関根:僕はコスタリカに住んでいたことがありました。そこで、平和の捉え方が劇的に変わったんです。コスタリカという国は1948年に軍隊を撤廃して以来、軍隊がない状態で国を守っている特殊な国です。軍事費をゼロにして、『兵士の数ほど教師を』というスローガンを打ち立てました。国家予算の30〜40%を教育に充てるという教育大国でもあります。
政府の関係者に話を聞いていたときに『君たち外国人は、なぜコスタリカは軍隊がないのに国が守れているのか疑問に思うかもしれない。けれど、我々は一度も軍隊を見たことがないから、なぜ疑問を持つのか分からない』と言うんです。

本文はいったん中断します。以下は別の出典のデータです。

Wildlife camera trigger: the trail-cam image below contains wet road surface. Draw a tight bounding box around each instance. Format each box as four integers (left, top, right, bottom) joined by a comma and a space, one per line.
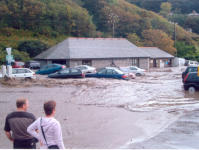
0, 68, 199, 149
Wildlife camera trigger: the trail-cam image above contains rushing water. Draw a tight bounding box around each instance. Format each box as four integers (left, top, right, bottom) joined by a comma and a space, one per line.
0, 68, 199, 149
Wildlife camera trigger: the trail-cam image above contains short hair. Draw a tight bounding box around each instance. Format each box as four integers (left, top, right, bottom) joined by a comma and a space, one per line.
16, 98, 28, 108
44, 100, 56, 115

平和ボケを貫いている(笑)。
それまで僕は、戦争と平和は表裏一体だという認識を持っていました。平和を守るためには戦争のことを伝えなければいけないと。実際に、僕がやっていることでもあります。しかし、コスタリカはユートピアで平和しかない世界なんです。こう話すと『コスタリカは状況が違うんだ』と言われるのですが、一つの理想的な姿としてのユートピアで暮らしている”奇跡の人々”が現実にいるわけです。

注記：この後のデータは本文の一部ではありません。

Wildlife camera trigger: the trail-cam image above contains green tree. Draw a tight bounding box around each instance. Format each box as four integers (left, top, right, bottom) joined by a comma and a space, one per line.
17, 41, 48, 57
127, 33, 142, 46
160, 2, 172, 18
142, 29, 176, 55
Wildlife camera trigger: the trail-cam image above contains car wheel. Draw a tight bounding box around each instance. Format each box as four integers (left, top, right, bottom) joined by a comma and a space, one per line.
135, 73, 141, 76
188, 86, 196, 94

そして、平和の状況で何が生まれるかというと文化です。軍事費がゼロということは、その分を教育と環境に費やすことができます。コスタリカは、国土の4分の1以上を自然保護区や国立公園にしていて、世界トップクラスの豊かな自然があります。その自然を守り、豊かな自然の中で暮らす権利を憲法で認めています。この豊かで平和な自然を求めて、欧米から大量の観光客が訪れています。平和で豊かな自然で、外貨を稼いでいるんですね。平和というのは、実はお金になるということを実践して見せてくれている国なのです。

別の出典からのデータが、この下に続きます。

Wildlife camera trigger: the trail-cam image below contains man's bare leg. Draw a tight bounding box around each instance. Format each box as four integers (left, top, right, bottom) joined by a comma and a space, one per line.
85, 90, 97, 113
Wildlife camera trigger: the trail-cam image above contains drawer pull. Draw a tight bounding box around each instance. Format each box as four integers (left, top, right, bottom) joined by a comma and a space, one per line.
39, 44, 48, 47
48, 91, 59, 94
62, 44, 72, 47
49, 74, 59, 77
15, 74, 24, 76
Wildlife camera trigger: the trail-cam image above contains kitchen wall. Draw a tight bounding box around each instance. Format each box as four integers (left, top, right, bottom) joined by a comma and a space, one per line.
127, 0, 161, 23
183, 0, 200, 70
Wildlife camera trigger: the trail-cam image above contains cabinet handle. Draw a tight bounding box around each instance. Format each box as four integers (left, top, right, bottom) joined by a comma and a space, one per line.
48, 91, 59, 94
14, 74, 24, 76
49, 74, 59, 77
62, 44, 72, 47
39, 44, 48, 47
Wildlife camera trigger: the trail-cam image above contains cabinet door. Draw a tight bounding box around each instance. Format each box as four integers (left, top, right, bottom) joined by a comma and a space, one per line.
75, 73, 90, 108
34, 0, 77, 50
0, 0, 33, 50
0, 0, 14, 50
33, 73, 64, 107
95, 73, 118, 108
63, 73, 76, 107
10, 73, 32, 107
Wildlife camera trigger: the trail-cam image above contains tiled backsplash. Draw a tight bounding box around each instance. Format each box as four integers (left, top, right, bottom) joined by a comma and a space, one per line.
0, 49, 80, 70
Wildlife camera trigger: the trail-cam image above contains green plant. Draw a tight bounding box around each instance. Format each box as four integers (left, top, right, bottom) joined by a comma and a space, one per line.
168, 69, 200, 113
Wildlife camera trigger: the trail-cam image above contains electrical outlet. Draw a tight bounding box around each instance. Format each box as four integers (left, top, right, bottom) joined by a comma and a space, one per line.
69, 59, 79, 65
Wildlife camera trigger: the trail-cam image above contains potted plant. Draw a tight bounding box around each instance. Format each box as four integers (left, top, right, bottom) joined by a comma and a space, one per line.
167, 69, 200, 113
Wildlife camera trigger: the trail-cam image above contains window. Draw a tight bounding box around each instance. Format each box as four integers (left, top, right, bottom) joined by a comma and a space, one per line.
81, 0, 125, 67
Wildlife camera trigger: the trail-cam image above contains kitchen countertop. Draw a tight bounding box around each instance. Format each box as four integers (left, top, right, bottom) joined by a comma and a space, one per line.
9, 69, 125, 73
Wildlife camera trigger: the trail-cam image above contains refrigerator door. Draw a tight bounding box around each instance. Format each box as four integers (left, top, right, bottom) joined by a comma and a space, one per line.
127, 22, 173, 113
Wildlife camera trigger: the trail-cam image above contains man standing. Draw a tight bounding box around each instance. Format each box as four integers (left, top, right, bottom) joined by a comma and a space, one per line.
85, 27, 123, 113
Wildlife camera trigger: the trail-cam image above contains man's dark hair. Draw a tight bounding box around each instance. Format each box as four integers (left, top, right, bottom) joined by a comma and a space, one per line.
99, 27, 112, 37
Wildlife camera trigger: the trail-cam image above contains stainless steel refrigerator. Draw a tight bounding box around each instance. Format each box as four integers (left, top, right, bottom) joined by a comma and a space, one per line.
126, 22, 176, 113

コスタリカは火山地帯にあります。ある時、日本でいう富士山のようなアレナル山というところに行きました。山の麓に川が流れていて、その川は適温の温泉で、無料で入れます。周辺はジャングルのように木が茂り、鳥がさえずる環境で、人々は川に入り、お弁当を食べてお酒を飲んで、ピクニックをしながら豊かな時間を過ごしていました。ここに、僕は究極の平和を見たんです。幸せを伴う平和。誰ひとり争うことなく、自然と調和し、温泉と鳥の鳴き声を楽しむ……僕にとっての理想的な世界が広がっていました。
写真提供:関根健次さん
コスタリカで暮らしている時に「積極的平和」という概念を生んだヨハン・ガルトゥング博士と交流する機会がありました。例えば、ナポレオンの戦略を知るといった戦争を学ぶ学問はありましたが、彼は平和を学ぶ平和学を世界で初めて生み出し・確立した人物です。積極的平和を英語にするとpositive peaceで、逆が消極的平和・negative peaceです。一見平和に見えても、構造的貧困・構造的暴力がある……例えば、働いても働いても豊かにならない、職場の環境がハラスメントに溢れているなどはnegative peaceで、平和がプラスの状態ではありません。このような状態をpositive peaceに変えていくためにどうするか?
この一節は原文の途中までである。